La morale è invece qualcosa di
innato, che prescinde dalle diverse fedi. Non servono le religioni per confrontare le diverse idee e i diversi dogmi di vita che una persona può imporsi nel corso della sua esistenza.
Credere in un essere superiore vuol dire votare la propria vita alla paura della morte, all'agire solo in relazione a quello che potrebbe far felice lui, perché così abbiamo un posto sicuro in paradiso; vuol dire delegare al suo volere ogni cosa che non si riesce a comprendere, scaricarci (e scaricare gli altri) di responsabilità ogni volta che ci fa comodo, vuol dire dare il merito a lui per tutte le cose belle che ci accadono e dare il demerito alla sua controparte per quelle cattive, vuol dire liquidare tutto quello cui la scienza ANCORA non riesce a dare una risposta come inspiegabile e misterioso operato di dio, vuol dire condurre un'esistenza piena di regole inutili che nella maggioranza dei casi svilupperanno idee e convinzioni profondamente dannose, vuol dire perdere tempo con riti che non servono a niente. Potrei continuare, ma mi fermo qui, perché il punto è che tutto questo lo reputo un
profondo impoverimento e svilimento. Poi è chiaro che ognuno è libero di credere in Javhè, Odino, Thor, Anubi, Vishnu, Yoda, l'Omino della Michelin, il Mostro di Spaghetti Volante o quello che gli pare, ma il fatto che la bontà d'animo e la rettitudine morale dipendano (e discendano) dalla religione è assolutamente falso. Di quella (la religione) se ne potrebbe tranquillamente fare a meno (e forse sarebbe pure un mondo migliore).
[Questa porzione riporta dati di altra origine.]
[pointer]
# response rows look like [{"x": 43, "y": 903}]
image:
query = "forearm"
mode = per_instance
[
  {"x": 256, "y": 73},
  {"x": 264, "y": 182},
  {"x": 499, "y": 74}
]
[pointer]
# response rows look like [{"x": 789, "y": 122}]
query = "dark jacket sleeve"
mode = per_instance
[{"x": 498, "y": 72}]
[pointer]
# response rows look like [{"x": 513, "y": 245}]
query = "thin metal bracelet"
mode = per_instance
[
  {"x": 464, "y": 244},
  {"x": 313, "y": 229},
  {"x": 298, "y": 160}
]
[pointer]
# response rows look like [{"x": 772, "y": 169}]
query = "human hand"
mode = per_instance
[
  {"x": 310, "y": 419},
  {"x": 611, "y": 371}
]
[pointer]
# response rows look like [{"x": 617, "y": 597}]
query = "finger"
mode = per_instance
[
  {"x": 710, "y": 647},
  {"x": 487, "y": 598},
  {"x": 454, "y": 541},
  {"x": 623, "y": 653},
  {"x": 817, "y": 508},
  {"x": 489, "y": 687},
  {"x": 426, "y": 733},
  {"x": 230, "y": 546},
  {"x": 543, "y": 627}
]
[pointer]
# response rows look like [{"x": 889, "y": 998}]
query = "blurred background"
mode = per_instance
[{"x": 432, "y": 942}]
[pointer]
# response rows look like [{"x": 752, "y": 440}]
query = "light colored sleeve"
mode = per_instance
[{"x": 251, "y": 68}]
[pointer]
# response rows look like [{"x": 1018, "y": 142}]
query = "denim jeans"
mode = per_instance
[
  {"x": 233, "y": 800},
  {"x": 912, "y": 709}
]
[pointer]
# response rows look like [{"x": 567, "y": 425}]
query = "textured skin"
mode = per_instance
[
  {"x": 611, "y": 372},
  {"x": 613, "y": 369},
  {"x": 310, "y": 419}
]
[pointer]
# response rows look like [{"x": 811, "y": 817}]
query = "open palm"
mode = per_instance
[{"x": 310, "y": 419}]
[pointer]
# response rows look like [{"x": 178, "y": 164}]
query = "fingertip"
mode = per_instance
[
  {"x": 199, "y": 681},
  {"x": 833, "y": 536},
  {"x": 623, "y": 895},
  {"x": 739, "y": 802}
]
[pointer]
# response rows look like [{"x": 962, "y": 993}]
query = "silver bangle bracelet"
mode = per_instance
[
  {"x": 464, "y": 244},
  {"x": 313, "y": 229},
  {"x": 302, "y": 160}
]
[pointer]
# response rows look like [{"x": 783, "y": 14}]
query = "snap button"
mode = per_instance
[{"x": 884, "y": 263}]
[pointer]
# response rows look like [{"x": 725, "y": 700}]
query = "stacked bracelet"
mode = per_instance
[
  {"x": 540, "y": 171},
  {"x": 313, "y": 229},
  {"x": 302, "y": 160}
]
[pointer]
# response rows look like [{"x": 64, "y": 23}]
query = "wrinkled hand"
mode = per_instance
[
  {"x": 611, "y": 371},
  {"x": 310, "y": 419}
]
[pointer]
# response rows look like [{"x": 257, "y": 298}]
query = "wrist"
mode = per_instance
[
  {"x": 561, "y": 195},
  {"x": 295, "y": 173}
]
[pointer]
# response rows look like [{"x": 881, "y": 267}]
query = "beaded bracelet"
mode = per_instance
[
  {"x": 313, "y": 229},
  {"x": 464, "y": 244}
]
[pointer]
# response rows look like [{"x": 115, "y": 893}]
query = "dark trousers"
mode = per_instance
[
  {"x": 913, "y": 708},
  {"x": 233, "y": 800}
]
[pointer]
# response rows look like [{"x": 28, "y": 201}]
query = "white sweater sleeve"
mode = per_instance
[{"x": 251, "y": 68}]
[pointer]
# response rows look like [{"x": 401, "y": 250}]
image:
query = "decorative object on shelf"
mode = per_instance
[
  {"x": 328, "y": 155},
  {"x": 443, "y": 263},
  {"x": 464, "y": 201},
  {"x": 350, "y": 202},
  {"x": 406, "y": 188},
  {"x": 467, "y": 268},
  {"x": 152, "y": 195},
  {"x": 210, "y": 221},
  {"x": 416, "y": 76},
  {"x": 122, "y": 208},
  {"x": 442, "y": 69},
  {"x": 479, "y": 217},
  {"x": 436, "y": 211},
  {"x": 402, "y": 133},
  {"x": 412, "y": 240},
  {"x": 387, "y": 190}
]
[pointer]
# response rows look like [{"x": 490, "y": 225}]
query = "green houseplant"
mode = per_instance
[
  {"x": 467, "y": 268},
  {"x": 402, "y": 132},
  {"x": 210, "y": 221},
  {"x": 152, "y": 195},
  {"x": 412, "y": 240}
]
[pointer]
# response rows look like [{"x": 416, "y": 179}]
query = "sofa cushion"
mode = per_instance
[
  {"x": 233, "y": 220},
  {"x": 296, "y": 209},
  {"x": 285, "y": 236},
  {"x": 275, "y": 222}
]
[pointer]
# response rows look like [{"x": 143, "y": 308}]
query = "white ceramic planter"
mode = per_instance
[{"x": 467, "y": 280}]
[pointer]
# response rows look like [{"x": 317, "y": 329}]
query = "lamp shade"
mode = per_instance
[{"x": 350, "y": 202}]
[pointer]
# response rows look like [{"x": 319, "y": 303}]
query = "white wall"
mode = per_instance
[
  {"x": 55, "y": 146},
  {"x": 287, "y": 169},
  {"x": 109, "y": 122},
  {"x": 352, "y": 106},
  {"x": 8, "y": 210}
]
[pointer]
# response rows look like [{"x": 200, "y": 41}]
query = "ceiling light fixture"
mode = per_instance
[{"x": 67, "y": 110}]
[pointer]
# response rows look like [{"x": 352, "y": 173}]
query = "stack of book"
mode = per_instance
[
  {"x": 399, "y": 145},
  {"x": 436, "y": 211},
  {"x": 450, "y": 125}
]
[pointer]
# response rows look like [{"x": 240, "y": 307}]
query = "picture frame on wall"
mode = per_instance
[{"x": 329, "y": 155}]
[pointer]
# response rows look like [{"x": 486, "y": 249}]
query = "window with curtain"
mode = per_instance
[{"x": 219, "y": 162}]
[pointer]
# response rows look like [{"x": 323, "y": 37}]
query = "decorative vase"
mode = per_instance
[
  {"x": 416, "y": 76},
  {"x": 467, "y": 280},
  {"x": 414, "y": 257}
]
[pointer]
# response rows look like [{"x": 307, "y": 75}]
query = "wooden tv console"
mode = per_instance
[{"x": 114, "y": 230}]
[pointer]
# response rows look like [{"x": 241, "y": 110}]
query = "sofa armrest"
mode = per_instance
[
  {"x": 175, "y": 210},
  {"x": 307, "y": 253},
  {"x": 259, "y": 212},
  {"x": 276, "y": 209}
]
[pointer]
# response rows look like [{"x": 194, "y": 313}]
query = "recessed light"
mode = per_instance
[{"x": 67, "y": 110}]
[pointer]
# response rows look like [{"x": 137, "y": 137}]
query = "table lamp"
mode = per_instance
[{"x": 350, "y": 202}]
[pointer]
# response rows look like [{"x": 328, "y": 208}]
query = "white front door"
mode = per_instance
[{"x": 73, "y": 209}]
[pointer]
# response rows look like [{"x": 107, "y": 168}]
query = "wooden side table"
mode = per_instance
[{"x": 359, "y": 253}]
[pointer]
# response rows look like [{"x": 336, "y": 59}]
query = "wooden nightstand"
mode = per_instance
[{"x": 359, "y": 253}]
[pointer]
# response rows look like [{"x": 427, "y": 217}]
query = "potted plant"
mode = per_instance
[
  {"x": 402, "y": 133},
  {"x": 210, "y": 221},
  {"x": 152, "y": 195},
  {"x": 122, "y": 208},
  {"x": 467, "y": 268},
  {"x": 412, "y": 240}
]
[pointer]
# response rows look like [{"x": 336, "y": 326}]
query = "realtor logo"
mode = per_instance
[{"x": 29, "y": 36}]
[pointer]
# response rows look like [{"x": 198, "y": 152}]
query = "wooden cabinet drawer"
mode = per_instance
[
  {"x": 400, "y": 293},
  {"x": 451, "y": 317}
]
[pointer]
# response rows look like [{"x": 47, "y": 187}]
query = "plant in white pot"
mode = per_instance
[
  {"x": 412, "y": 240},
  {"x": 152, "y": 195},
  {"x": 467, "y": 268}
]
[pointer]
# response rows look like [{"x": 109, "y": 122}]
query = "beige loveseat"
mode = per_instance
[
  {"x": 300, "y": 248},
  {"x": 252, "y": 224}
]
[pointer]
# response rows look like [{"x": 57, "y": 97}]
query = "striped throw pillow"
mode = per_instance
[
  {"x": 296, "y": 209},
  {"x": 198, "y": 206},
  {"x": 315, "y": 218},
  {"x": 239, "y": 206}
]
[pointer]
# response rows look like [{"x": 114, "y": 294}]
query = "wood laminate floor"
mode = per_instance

Comportamenti dalla giusta morale sono frutto della selezione naturale, perché favorivano a vari livelli la sopravvivenza della specie e il miglioramento della vita. Sembra che non siamo affatto "neutri" quando nasciamo (e sinceramente, conoscendo l'evoluzionismo, non me ne stupisco per niente), ci sono regole nei nostri geni che naturalmente ci indirizzano verso azioni moralmente accettabili.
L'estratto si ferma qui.